Chapter 12: The long hallway of life
ANN PATCHETT: When I was young, I could do a lot of things creatively. I wrote really terrible poems and really terrible stories. I drew, and I painted. I could act. I had an okay singing voice. I was just a very creative person. A lot of kids are like that. There’s nothing special about it. I was a creative kid, but I have a visualization of a long hallway of doors. “What do you want to be when you grow up?” “I want to be a fireman or brain surgeon or an astronaut or a garbageman.” When you’re a child, all the doors are open. And to get older is to close the doors. I’ve always found that there was freedom and peace in closing the doors: “Goodbye to that. I will not do that. I’m not going to be a gymnast. I didn’t start when I was four. It’s too late now for me to be an ice skater, for me to be a cellist, I’m closing the doors, I’m closing the doors.” I treated myself as a piece of topiary. I pruned and pruned and became more focused and more specific.
In between books, I want to see what my life looks like when I am not making art. What happens is my cooking improves. I knit a sweater. I look at my den, and I think, “Should I wallpaper?” Suddenly, the creativity starts to come out in all these different ways. Then I begin to write again, and I’m back to a piece of goat cheese on a slice of toast with maybe some avocado, three meals a day, and I could care less.

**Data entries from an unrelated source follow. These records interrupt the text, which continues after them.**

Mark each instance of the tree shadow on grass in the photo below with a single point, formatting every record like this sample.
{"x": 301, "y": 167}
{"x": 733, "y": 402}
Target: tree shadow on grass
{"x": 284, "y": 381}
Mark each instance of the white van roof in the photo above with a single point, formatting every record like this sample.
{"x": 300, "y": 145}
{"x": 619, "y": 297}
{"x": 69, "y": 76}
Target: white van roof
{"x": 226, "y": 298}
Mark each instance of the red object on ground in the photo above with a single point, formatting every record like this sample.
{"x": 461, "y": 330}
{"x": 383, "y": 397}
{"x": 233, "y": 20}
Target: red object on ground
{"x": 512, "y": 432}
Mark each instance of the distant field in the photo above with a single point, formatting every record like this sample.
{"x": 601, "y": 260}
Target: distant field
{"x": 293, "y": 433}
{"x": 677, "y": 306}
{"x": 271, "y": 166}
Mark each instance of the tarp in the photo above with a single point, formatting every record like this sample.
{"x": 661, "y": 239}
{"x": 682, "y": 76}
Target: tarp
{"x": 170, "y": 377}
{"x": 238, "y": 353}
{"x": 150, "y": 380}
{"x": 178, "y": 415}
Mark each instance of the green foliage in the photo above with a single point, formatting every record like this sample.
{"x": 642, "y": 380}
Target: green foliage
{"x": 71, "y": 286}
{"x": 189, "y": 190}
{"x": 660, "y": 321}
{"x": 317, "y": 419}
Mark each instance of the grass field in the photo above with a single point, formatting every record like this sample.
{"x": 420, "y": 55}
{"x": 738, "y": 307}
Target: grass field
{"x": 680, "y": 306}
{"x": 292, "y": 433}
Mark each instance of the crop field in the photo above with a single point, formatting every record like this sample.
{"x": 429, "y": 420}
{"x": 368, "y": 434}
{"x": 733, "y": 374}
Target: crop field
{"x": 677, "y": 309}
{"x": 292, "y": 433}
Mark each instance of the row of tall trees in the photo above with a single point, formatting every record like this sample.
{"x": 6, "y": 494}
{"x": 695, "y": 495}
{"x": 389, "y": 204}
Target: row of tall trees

The house, the world, the life can go to hell.
There are so many people that I know who have that tremendous creative life force that just pours out in every direction. My beloved stepmother, I would put her at the very top of this list — the way she dresses, the way she decorates, there is nothing that woman can’t do. She can hand-paint and fire the tile that she puts in her staircase. She can make unbelievably gorgeous dinner parties for 26 people. It’s just creativity in every direction. I took all that energy, and I put it in one thing, which is long-format fiction.
So many of us don’t do our best work because we think that if we give ourselves over completely to our best work, then we are going to know how good we are, and it’s not going to be good enough. Kids sit down to write, and they hit the delete button. They say, “Oh, that’s not good. The muse isn’t with me. I’m not inspired. I have writer’s block.” None of those things are true. What’s true is: This is what you can do. And if you want to be better, you just have to keep doing it. You have to keep practicing. You have to keep working. You have to keep striving to get better, but right now, today, this is your best work. Deal with it.
JUNE COHEN: I want to thank Ann for sharing the story of this creative journey with us. And I want to thank each of you for listening. I hope you found things in it that you can bring into your own work.
Maybe it’s the way Ann creates rituals to help her produce her best work — from deleting emails to clearing time to meditate on her novel. Or maybe it’s the way she convenes her friends, and actually listens to their honest critiques. Or possibly, it’s her courage to just totally start over: throwing out an entire first draft — without showing anyone — as if it were just a burnt cake.